Hari yang cerah takkan pernah menyembunyikan rasa kesepian yang selama ini melanda. Bukan hal yang mudah jika seseorang dapat menepis rasa kesepiannya dari kehidupan yang sudah bertahun-tahun dijalani. Hanya bayangan jejak dan pantulan cermin yang menemani. Tidak lupa juga dengan iringan musik untuk meramaikan suasana ini.
Perempuan itu bernama Lalisa Val Chandra, sering dipanggil Val. Saat ini dia akan berumur 17 tahun dalam waktu 3 bulan. Tidak pernah terbayangkan olehnya dapat berumur 17 tahun dengan kehidupannya yang sangat membosankan.Dia bukanlah anak kandung dari kedua orangtuanya yang mengasuhnya saat ini. Punya orang tua tiri dan kakak tiri membuatnya canggung dalam segala hal, sehingga dia melakukan apa saja yang menurutnya baik.

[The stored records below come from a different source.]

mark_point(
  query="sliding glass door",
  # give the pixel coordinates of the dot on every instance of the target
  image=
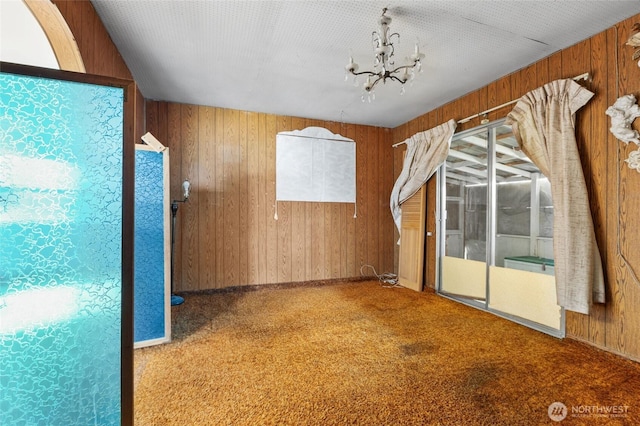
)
(496, 229)
(465, 201)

Melakukan semua yang diperintahkan bibi supaya tetap dapat diterima di keluarga yang selama ini menampungnya.
Di sekolah pun tidak ada perbedaan berarti. Beruntung Val mendapat beasiswa, sehingga dia selalu berusaha dengan giat untuk mempertahankan apa yang dia miliki. Orang tua kandung yang merupakan sahabat dari orang tua tiri Val, meninggalkan Val dalam kondisi ketika Val masih berkulit merah. Tidak pernah terbayangkan ketika Val harus mendapat cemoohan dari teman-temannya yang mengatakan bahwa Val adalah anak yang kurang diuntung. Belum lagi disebut dengan anak buangan.
Tidak ada yang spesial dalam hidup Val, tapi bukan berarti dia tidak mempunyai sahabat.
"Val, udah masuk ke grup chat kelas belum?"
"Belum. Tolong invite saya ya."
"Sipp. Oh ya, tadi aku dengar akan ada anak baru yang akan masuk ke kelas kita."
"Oh.." kataku singkat.
"Oh doang?"
"Jadi saya harus bilang apa? Eh, Ria, anak barunya cowok atau cewek? Dia ganteng atau enggak? Gitu?" kata Val seraya berusaha menyamakan logat bicaraku dengan Ria.
"Hehe, habisnya kamu selalu terpaku dengan isi buku-buku di hadapan kamu ini!"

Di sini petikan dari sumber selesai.